Thursday, March 25, 2010

Laura Ingalls Wilder

When I was a little girl, I watched "Little House on the Prairie" religiously.  I loved that show.  I played "Little House on the Prairie" in my backyard, complete with pretending I fell like Carrie does in the opening credits, and rolling down the hill.  When I was in fourth grade, I read the entire series, then read "On the Way Home" and "West from Home".  I have since read all of the travel diaries and several biographies.  I love her.  I love how sassy she is, how she thinks naughty thoughts even after her mother tells her not to; I love how she is a tomboy and how she speaks her mind.

When A was three or four, I bought the first season on DVD, then every year for Christmas, I bought another season.  I loved sharing the television series with my girls and they LOVE to watch it.  It is actually a show that our whole family enjoys together.  Jason had not watched it as a child, he says he thought it was a dorky girl show, but now he says that he really enjoys it!  Of course, there is one episode, where Laura helps an old neighbor clean his house and she is just painfully honest with the guy, my husband loves to bring this up, because, he says, "Apparently this is who you modeled yourself after!"  I've been known to be very honest, even when my opinion is not needed or wanted. I am working on it.
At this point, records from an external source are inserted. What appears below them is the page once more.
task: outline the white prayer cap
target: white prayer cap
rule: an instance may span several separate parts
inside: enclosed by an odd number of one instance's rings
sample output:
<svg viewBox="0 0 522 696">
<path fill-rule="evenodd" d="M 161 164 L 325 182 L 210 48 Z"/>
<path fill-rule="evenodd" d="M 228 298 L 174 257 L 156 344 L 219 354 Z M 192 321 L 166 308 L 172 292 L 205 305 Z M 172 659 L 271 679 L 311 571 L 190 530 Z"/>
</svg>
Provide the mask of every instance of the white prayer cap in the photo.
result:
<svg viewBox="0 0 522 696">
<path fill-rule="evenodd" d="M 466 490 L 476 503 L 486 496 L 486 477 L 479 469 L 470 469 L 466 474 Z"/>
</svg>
Now, I am re-reading the series with the girls.  We are all enjoying it immensely.  A few years ago, they were Mary and Laura for Halloween and my mom made them calico dresses, which they still dress up in, grab these metal pails my parents got them and dash around the backyard, pretending they live back then!

Laura was way ahead of her time, having been firm with the minister when she married Almanzo Wilder that he MUST leave "obey" out of the marital vows.  She was not going to say obey; she would not obey her husband.  "To thine ownself be true!"

When I was a child, I loved the simplicity of their lives.  I loved the idea of making the clothes, building the house...I knew it was work, but it seemed so much more simple and peaceful than our lives today.

Now, when I read how they lost their crops or how after contracting diphtheria, Manly had to walk with a cane for the rest of his life.  When I read about their tremendous debt on the land (Pa warned Almanzo!) and then how the kitchen burns makes me realize that if they could survive all of that...surely we are stronger than we think, surely we will prevail!